The first Dragon Ball tournament had been intense but manageable. Selene had won through skill and strategy. The fights had been contained. No casualties beyond those who'd entered knowing the risks.

But this time? With Thor's divine power, Xu Wenwu's thousand years of combat experience, Tony Stark's cutting-edge technology, and whoever else managed to collect Dragon Balls?

This time might require the kind of intervention Smith had been hoping to avoid.

Halfway around the world, in a monastery tucked into the Himalayas, Bruce Banner sat in meditation as the sun set over distant peaks.

His phone sat beside him on the stone floor. The screen displayed a news alert about unusual energy readings detected globally.

The Dragon Balls had reactivated.

Bruce felt the information settle into his consciousness with a weight that had nothing to do with the phone's mass. A year ago, he'd tried to participate. Had even found a Dragon Ball.
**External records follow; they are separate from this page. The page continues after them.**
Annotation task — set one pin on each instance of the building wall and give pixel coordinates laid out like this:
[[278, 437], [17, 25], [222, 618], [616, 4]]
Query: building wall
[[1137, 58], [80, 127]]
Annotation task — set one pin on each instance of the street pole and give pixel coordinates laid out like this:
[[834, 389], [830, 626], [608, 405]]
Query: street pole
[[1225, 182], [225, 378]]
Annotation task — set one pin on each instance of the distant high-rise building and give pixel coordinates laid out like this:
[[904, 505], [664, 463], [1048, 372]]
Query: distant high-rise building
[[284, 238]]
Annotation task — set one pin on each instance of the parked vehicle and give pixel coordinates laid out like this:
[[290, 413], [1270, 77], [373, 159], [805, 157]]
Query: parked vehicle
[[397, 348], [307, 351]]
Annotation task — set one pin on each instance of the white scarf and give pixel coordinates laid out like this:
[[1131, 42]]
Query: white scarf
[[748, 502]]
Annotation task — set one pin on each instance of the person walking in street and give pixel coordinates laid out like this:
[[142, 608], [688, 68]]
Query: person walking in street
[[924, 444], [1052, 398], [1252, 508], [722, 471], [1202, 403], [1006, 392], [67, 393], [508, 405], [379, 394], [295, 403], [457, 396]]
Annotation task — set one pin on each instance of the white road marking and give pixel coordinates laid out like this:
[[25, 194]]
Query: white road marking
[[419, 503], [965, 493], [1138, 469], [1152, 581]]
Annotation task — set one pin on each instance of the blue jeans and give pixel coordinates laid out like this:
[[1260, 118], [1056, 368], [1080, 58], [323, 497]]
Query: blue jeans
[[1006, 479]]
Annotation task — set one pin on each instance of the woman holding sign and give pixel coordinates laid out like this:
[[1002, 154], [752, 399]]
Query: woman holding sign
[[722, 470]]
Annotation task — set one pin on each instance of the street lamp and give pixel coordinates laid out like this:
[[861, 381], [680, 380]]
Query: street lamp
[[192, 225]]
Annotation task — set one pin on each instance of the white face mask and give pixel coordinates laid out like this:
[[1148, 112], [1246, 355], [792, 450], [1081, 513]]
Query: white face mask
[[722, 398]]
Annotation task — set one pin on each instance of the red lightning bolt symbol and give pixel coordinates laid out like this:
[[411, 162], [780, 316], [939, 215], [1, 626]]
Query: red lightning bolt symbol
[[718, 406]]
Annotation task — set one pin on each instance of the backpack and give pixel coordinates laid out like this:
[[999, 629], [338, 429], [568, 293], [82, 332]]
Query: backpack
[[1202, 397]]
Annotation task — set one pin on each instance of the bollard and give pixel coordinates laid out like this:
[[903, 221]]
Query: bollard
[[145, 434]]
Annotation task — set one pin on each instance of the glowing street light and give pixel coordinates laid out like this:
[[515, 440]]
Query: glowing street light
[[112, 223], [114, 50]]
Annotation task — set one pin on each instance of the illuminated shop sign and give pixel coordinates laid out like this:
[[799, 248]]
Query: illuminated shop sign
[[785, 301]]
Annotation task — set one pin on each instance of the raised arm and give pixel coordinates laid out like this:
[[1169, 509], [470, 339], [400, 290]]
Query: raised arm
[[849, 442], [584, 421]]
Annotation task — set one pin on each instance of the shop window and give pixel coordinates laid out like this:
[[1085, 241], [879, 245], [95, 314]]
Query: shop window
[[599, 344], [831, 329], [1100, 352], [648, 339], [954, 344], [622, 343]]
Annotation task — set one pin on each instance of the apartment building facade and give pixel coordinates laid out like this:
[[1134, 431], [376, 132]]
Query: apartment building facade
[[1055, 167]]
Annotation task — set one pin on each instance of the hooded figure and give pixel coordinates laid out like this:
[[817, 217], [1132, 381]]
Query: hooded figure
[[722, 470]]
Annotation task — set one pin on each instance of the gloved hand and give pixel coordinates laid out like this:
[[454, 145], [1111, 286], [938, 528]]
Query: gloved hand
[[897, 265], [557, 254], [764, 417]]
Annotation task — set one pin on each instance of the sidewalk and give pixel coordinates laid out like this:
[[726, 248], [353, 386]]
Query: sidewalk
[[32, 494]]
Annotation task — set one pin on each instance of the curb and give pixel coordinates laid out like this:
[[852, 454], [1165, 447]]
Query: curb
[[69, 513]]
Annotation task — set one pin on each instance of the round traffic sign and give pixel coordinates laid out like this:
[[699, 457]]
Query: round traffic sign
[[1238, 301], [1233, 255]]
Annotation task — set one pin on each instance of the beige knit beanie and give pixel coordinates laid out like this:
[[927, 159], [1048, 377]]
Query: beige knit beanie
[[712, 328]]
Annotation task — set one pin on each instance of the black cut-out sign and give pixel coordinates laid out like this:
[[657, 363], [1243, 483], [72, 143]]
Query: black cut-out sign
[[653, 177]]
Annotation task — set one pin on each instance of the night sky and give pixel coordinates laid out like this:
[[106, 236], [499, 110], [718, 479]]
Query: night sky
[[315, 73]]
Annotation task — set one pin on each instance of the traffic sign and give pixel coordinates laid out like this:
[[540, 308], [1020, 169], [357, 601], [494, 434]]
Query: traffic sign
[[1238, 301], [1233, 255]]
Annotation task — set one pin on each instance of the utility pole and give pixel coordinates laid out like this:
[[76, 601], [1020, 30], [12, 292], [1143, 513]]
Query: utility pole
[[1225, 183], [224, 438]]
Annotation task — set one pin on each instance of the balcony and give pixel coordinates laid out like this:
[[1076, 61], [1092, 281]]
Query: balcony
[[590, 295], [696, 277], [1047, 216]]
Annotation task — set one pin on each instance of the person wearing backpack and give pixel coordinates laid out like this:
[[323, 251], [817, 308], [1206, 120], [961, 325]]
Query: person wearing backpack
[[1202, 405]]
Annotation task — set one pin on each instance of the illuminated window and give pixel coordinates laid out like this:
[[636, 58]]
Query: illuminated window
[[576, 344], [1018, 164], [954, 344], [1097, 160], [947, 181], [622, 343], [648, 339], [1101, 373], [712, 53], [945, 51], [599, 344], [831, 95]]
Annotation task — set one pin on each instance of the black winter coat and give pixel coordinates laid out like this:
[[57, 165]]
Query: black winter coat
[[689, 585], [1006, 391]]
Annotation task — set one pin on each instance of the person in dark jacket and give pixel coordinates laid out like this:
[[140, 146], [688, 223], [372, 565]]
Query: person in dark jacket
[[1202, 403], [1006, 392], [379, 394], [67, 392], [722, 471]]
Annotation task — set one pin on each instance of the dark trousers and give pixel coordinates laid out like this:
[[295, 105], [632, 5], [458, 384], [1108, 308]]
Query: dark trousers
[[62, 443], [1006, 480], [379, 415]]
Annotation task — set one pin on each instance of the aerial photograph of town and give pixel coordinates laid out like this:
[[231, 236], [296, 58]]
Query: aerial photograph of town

But the Hulk had sabotaged him, thrown the artifact away, refused to cooperate with the wish to erase the green monster from existence.

Now, after months of meditation and therapy and slow, painful reconciliation with the rage he'd been suppressing for years, Bruce understood why.

The Hulk wasn't a parasite. Wasn't a disease to be cured. He was part of Bruce—the part that had kept him alive through gamma radiation that should have been instantly lethal, that had saved him from military weapons designed to kill, that had prevented suicide attempts motivated by self-hatred.

Curing the Hulk would be killing half of himself.

Bruce picked up the phone and deleted the news alert. Then he powered down the device completely and set it aside.

"Not this time," he said to the empty meditation hall. "This year, someone else can fight for miracles. I'm done trying to erase you."

Deep in his mind, the Hulk's presence pulsed with something that might have been approval.

Bruce Banner closed his eyes and returned to his breathing exercises, letting the Dragon Balls fade into irrelevance.

Some wishes were better left ungranted.